# Raspberry PI ansteuern!



## coco07 (13. Dez 2013)

Hey liebe Community,

ich habe mir vor ein paar Tagen ein Raspberry PI zugelegt und versuche nun über mein S3 die verschiedenen pins anzusteuern bzw. an und aus zu schalten.
Nur habe ich derzeit noch keine Ahnung wie ich das anstellen soll, ein paar hilfreiche Schlagwörter wären ganz cool von euch, den Rest mache ich dann selber...
Ersteinmal wäre es ganz sinnvoll zu wissen, wie ich eine Verbindung über ein Netzwerk aufbaue, heißt ich habe ein Router und mehrere clients drann, unter anderem mein Smartphone und den R-PI... Welche Art sollte ich benutzen? 
- Über SSH?
- Über p2p?

Dann würde ich noch gerne wissen, wie ich das ganze programmieren soll? Direkt auf dem Raspberry PI oder auf einem Rechner mit der "GPIO-Bibliothek":autsch: ?

Wäre über jeden Ratschlag sehr dankbar 

grüße coco07


----------



## Tobse (13. Dez 2013)

Der PI ist doch, zumindest von der Funktionalität her, ein vollwertiger Rechner; programmiere, wo du magst.

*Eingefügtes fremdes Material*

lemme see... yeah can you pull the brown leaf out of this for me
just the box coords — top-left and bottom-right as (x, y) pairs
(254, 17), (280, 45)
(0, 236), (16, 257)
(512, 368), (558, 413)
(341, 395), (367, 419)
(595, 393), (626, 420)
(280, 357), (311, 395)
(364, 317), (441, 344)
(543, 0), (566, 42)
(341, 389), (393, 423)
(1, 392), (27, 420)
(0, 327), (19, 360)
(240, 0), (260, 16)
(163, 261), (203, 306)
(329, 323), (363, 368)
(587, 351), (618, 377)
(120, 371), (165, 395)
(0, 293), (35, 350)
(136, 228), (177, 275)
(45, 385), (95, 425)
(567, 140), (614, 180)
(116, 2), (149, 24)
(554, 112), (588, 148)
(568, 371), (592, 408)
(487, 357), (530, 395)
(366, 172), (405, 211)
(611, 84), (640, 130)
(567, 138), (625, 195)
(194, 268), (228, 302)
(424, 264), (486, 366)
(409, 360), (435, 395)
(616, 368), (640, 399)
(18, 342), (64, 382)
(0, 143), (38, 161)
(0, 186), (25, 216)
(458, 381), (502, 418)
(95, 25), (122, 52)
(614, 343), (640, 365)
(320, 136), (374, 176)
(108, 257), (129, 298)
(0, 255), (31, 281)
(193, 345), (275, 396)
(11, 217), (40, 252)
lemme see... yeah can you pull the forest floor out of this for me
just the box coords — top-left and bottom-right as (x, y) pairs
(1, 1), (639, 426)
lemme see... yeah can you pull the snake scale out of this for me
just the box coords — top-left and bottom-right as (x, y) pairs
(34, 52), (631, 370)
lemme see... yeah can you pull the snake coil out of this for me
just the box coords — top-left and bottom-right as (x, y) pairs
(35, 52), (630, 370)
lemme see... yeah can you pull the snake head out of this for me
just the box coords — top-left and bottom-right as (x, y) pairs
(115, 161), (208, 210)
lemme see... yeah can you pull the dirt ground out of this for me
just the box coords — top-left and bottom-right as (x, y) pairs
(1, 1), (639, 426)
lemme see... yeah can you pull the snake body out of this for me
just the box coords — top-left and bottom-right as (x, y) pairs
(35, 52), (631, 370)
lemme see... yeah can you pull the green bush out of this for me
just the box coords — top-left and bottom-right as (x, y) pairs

Ich würde dafür ein Protokoll festlegen und eine Server-Anwendung auf dem PI machen, die Befehle entgegen nimmt und eine auf dem Handy, dass diese sendet.


----------



## coco07 (13. Dez 2013)

Hey Tobse, 
vielen Dank erstmal für deinen Beitrag 
Leider habe ich sowas zuvor nocht nicht gemacht, kannst du mir sagen welche Klassen bzw. Dokus oder Begriffe ich dafür brauche bzw. lernen muss?
Stehe total auf dem Schlauch, weiß nicht, wo ich anfangen soll. Ist so, als wenn du vor einem Motor steht und du nicht weißt, was was ist, aber das Öl wechseln sollst. 

grüße coco07


----------



## Tobse (13. Dez 2013)

Du brauchst die Klassen für Android (im Android SDK), von denen habe ich aber so gut wie keine Ahnung, da muss dir Google helfen.

Für die Anwendung auf dem PI brauchst du:
1. Alle Klassen zum ausführen der Funktionen, die der PI nachher können soll
2. [JAPI]java.net.Socket[/JAPI] / [JAPI]java.io.ServerSocket[/JAPI]
3. [JAPI]java.io.InputStream[/JAPI] (+ [JAPI]java.io.InputStreamReader[/JAPI])
4. [JAPI]javax.crypto.Cipher[/JAPI], wenn du (zusätzlich zur authentifizierung per benutzer&passwort) verschlüsseln willst damit nicht jeder deinen PI steuern kann

Stichwort: Netzwerkprogrammierung


----------



## coco07 (13. Dez 2013)

Hey Tobse,

damit weiß ich schonmal die ungefähre Richtung in die ich gehen muss um das Ding ans laufen zu bringen.
Allerdings verstehe ich die Lage nicht ganz, muss ich etwa nur auf dem Android die App programmieren und damit die einzelnen Pins ansprechen oder muss ich auf dem Raspberry Pi auch was programmieren und die Befehle irgendwie auffangen?

edit: Beim zweiten durchlesen bemerkt 

grüße coco07


----------



## windl (17. Dez 2013)

Hi also - bemühe einmal google und lese Dir Informationen zu "client server java" durch.
Wie Du die Pins (GPIO) ansprichst - auch hier kann dir google helfen.
Andernfalls versuche einmal diesen Link: http://pi4j.com/example/control.html

Hoffe das hat geholfen.
Gruß
Uwe


----------



## coco07 (19. Dez 2013)

Hey windl, 
vielen Dank für die Hilfe, setze mich nun ab morgen drann und werde das ganze versuchen und dann gegen Weihnachten wohl posten, wie das ganze ablief und ob ich zum Ziel gekommen bin 

grüße coco07


----------